After paying off our credit cards, we needed a new debt goal to focus on. When you pay off a bunch of debt, it makes you feel like you can do anything, so we set out to pay off our mortgage early. The idea of living in a completely paid for home is super appealing, however, after looking at 2013 and beyond, we’ve decided that maybe putting all our energy into the mortgage payoff is not the best use of our money. Yep, we’ve flip flopped like a politician, and here’s why.
It makes more sense to invest in my solo 401k
After selling my practice, I set up a solo 401k through Vanguard. The costs are very low, and the interest over time should be much greater than the guaranteed 3.25% (current mortgage rate) we’ll get from paying off our mortgage.
It will also save a ton in taxes. If I can invest most of my 1099 income, it will decrease our tax bill by thousands of dollars. We can use Jim’s and my W2 income for living expenses.
We Have Rentals
With purchasing a commercial building at the end of last year, we now have more potential expenses. This purchase also has a very short loan term of 6 years, so that means the payment is pretty high. Because of this, we feel the need to keep more than is usually recommended in savings. If we are making huge mortgage payments, our liquid cash is gone. Sure we could take out a home equity loan, but that sort of defeats the purpose. Down the road as we pay off this property, we might reconsider, but for now, it makes sense to stockpile our savings.
We Will Be Working for at Least 11 More Years Anyway
Our current loan has 11 years left on the term if we make the minimum payments.
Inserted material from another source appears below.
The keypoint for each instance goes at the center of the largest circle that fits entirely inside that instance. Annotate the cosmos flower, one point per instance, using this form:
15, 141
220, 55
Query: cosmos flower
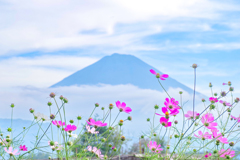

Jim will be eligible for his pension at age 55, which is 11 years away. He is really enjoying his new job and the flexibility and challenges it has added to his career, so he is in no hurry to retire. If he hated it, I wouldn’t want him to stick around for the pension, but since he doesn’t, it seems wasteful not to take advantage. After 11 years, the longer he works, the more his pension grows, so he might not be ready to retire then either.
I can see myself working for at least another 10 years in optometry, possibly longer if I feel useful and enjoy it. While we can still bring in pretty good incomes, there is no real hurry to pay off the mortgage.
We Can Still Pay Extra Toward Our Mortgage
From day one, we’ve always made an extra mortgage payment each year. We divide the monthly amount by 12 and add that to each month’s payment. When I decided to pay myself to be the maid, I started putting that money toward the mortgage as well. All in all, we are now adding $350 per month toward mortgage principal. By doing this, we will have the whole thing paid off in 8 years, three years before our original payoff date. It’s not as glamorous as 4 or 5 years, but it makes the most sense right now.
The important thing about personal finance is that is is personal for you. Whatever you decide to do with your money is your decision alone. I would never fault anyone for paying off a mortgage early or deciding not to. In a perfect world, we’d have enough money to never need a mortgage, but for most of us that isn’t reality. We have to make choices on how to use our money in ways that make the most sense, even if that means changing our minds.
Have you flip flopped on any financial plans this year?